Downregulation of TMPRSS4 Enhances Triple-Negative Breast Cancer Cell Radiosensitivity Through Cell Cycle and Cell Apoptosis Process Impairment

BACKGROUND: Radioresistance remains a challenge for cancer radiotherapy. The present study aims to investigate the role of TMPRSS4 in triple negative breast cancer (TNBC) cell radiosensitivity. MATERIALS AND METHODS: After transfection of MDA-MD-468 triple negative breast cancer cells line by using the lentivirus vector, the effect of TMPRSS4 down-regulation on TNBC radiosensitivity was evaluated by using cloning assay and CCK-8 assay. The CCK-8 assay was also used for performing cell proliferation analysis. Western blot was carried out to detect the expression of certain proteins related to cell cycle pathways (cyclin D1), cell apoptosis pathways (Bax, Bcl2, and Caspase3), DNA damage and DNA damage repair (TRF2, Ku80 , ˠH2AX) . The cell cycle and cell apoptosis were also investigated using flow cytometer analysis. RESULTS: TMPRSS4 expression was down-regulated in MDA-MB-468 cells which enhanced MDA-MB-468 cells radiosensitivity. TMPRSS4 silencing also improved IR induced cell proliferation ability reduction and promoted cell arrested at G2/M phase mediated by 6 Gy IR associated with cyclin D1 expression inhibition.
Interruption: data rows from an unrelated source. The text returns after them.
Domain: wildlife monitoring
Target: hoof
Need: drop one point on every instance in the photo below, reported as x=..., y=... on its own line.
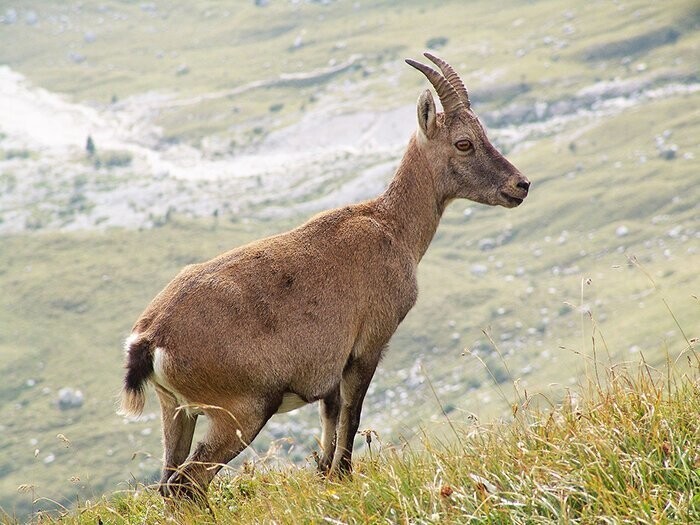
x=180, y=487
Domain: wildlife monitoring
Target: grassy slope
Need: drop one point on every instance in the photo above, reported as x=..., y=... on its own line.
x=69, y=299
x=627, y=452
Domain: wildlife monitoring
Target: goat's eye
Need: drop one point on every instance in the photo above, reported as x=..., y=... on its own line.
x=464, y=145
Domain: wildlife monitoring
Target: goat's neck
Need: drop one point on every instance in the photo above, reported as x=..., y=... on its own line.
x=413, y=204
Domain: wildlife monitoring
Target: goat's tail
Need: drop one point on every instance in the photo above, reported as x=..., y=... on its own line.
x=139, y=368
Moreover, TMPRSS4 inhibition enhanced TNBC apoptosis induced by 6 Gy IR following by over-expression of (Bax, Caspase3) and down-regulation of Bcl2 as the pro-apoptotic and anti-apoptotic proteins, respectively. Otherwise, TMPRSS4 down-regulation increases DNA damage induced by 6 Gy IR and delays DNA damage repair respectively illustrated by downregulation of TRF2 and permanent increase of Ku80 and ˠH2AX expression at 1 h and 10 h post-IR. CONCLUSION: Down-regulation of TMPRSS4 increases triple negative breast cancer cell radiosensitivity and the use of TMPRSS4 inhibitor can be encouraged for improving radiotherapy effectiveness in TNBC radioresistant patients.